There will be no increase in the advisory fee payable by the Funds to BNYM Investment Adviser as a consequence of the Transaction and the sub-advisory fee payable by BNYM Investment Adviser to Alcentra under each New Sub-Advisory Agreement and each Interim Sub-Advisory Agreement will be the same as that payable by BNYM Investment Adviser to Alcentra under the applicable Current Sub-Advisory Agreement. Each New Sub-Advisory Agreement and Interim Sub-Advisory Agreement is substantially similar in material respects to the applicable Current Sub-Advisory Agreement and each Fund's investment strategy, management policies and portfolio managers currently are not expected to change in connection with the implementation of either agreement.
This press release is not a solicitation of any proxy. A proxy statement further describing the Transaction and the applicable New Sub-Advisory Agreement and requesting that shareholders of the applicable Fund vote to approve the applicable New Sub-Advisory Agreement will be mailed to shareholders of record at a later date. Shareholders should read the proxy materials carefully when they are available because they contain important information about Franklin Templeton, the Transaction and the applicable New Sub-Advisory Agreement.
BNY Mellon Investment Adviser, Inc., the investment adviser for the Fund, is part of BNY Mellon Investment Management. BNY Mellon Investment Management is one of the world’s largest asset managers, with $2.3 trillion in assets under management as of March 31, 2022. Through an investor-first approach, BNY Mellon Investment Management brings to clients the best of both worlds: specialist expertise from eight investment firms offering solutions across every major asset class, backed by the strength, stability, and global presence of BNY Mellon. Additional information on BNY Mellon Investment Management is available on www.bnymellonim.com.

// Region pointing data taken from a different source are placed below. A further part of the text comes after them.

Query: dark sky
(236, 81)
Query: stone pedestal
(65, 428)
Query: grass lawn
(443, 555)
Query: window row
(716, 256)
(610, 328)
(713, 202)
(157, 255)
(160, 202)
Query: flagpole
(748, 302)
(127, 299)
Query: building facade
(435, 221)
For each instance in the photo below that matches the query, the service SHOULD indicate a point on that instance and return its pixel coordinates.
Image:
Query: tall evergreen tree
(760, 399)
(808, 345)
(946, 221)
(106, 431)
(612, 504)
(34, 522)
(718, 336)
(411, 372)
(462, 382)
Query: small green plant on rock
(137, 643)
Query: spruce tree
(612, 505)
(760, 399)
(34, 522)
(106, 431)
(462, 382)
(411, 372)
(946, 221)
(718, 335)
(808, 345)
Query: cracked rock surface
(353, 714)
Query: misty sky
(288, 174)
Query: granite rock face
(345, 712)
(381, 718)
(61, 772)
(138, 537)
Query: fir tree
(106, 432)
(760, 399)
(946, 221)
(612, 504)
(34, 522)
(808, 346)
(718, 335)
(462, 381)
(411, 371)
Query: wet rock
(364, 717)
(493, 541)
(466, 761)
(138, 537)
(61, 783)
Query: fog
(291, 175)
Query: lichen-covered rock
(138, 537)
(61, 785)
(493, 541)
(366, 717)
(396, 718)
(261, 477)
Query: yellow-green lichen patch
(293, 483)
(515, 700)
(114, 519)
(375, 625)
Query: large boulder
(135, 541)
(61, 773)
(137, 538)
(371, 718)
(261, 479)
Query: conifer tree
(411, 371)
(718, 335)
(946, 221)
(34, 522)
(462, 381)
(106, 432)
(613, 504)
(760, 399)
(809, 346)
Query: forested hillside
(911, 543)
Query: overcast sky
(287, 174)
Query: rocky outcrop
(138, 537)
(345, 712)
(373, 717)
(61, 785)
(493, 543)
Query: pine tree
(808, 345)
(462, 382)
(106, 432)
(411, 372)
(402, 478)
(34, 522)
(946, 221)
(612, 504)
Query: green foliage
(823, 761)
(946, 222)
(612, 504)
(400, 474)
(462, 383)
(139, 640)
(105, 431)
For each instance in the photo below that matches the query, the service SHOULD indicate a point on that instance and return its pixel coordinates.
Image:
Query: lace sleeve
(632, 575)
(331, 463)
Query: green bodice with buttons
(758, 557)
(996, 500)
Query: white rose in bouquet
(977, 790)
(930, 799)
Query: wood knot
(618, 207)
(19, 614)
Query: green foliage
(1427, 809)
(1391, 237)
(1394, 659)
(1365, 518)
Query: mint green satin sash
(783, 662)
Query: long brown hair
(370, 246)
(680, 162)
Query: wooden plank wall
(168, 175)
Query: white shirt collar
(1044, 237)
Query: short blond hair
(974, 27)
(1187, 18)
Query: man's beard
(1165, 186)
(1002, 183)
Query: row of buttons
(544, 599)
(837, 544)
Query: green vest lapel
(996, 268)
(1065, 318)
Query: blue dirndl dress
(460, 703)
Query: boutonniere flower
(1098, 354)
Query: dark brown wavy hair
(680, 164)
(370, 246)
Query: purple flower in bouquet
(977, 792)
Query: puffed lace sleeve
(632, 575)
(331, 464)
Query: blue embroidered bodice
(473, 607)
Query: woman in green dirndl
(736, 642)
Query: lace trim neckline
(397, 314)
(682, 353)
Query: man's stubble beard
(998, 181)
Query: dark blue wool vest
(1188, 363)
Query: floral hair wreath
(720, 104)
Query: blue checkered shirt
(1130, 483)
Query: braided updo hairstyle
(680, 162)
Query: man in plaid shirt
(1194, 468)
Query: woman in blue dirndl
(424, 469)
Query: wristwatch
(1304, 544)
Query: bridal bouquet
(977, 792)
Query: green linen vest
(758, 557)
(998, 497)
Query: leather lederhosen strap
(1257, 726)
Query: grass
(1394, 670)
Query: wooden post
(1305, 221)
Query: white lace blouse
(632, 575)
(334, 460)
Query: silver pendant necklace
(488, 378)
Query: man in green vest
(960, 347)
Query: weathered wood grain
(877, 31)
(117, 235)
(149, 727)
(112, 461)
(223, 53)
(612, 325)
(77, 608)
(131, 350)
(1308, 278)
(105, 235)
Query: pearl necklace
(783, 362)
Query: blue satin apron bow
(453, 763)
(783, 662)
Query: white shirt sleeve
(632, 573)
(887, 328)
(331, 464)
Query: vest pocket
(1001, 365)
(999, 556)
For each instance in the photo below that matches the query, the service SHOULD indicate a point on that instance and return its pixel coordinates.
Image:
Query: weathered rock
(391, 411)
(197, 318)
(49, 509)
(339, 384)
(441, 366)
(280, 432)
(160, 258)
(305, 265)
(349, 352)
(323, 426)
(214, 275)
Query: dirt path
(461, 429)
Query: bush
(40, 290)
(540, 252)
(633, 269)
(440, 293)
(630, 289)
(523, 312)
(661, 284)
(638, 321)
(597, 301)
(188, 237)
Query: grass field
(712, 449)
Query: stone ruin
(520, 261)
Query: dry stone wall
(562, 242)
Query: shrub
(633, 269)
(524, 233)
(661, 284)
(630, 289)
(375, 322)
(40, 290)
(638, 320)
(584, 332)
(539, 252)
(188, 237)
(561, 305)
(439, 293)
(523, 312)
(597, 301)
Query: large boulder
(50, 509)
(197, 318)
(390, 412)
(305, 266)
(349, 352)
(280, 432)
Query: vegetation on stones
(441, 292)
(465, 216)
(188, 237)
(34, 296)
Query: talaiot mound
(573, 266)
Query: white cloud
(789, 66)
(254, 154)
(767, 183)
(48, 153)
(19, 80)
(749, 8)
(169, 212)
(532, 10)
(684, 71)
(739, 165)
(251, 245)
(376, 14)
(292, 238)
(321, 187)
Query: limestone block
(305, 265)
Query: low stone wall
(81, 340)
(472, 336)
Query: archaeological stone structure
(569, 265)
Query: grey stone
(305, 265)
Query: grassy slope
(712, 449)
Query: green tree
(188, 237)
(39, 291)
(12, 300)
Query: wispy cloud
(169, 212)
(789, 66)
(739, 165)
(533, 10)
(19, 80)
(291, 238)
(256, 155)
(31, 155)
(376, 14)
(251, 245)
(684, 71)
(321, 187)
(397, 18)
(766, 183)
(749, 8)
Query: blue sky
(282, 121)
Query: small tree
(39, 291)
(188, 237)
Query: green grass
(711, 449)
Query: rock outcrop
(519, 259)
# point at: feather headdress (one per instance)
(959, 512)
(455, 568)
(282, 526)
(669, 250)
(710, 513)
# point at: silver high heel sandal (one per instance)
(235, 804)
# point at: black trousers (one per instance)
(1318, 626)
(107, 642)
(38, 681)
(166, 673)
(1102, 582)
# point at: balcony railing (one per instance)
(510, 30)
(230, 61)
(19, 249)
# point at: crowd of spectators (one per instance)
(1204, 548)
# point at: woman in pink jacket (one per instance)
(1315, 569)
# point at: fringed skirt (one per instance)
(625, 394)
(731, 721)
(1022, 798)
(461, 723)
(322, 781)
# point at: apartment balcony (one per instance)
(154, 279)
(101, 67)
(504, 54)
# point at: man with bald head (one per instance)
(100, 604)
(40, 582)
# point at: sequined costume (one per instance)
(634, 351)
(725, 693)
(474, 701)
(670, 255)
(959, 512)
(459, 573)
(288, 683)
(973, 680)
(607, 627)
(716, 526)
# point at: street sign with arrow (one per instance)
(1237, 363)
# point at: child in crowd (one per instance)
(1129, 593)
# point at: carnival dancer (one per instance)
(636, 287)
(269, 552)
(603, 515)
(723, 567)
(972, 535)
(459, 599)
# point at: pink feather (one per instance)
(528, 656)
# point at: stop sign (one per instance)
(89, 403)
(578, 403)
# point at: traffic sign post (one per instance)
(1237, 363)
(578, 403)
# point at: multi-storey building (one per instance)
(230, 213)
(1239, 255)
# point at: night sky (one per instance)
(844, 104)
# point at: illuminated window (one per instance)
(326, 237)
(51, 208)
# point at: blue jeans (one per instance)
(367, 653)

BNY Mellon Investment Management is a division of BNY Mellon, which has $45.5 trillion in assets under custody and/or administration as of March 31, 2022. BNY Mellon can act as a single point of contact for clients looking to create, trade, hold, manage, service, distribute or restructure investments. BNY Mellon is the corporate brand of The Bank of New York Mellon Corporation (NYSE: BK). Additional information is available on www.bnymellon.com. Follow us on Twitter @BNYMellon or visit our newsroom at www.bnymellon.com/newsroom for the latest company news.
Each Fund's investment returns and principal values will fluctuate so that an investor’s shares may be worth more or less than the original cost. There is no assurance that a Fund will achieve its investment objective.
This release is for informational purposes only and should not be considered as investment advice or a recommendation of any particular security.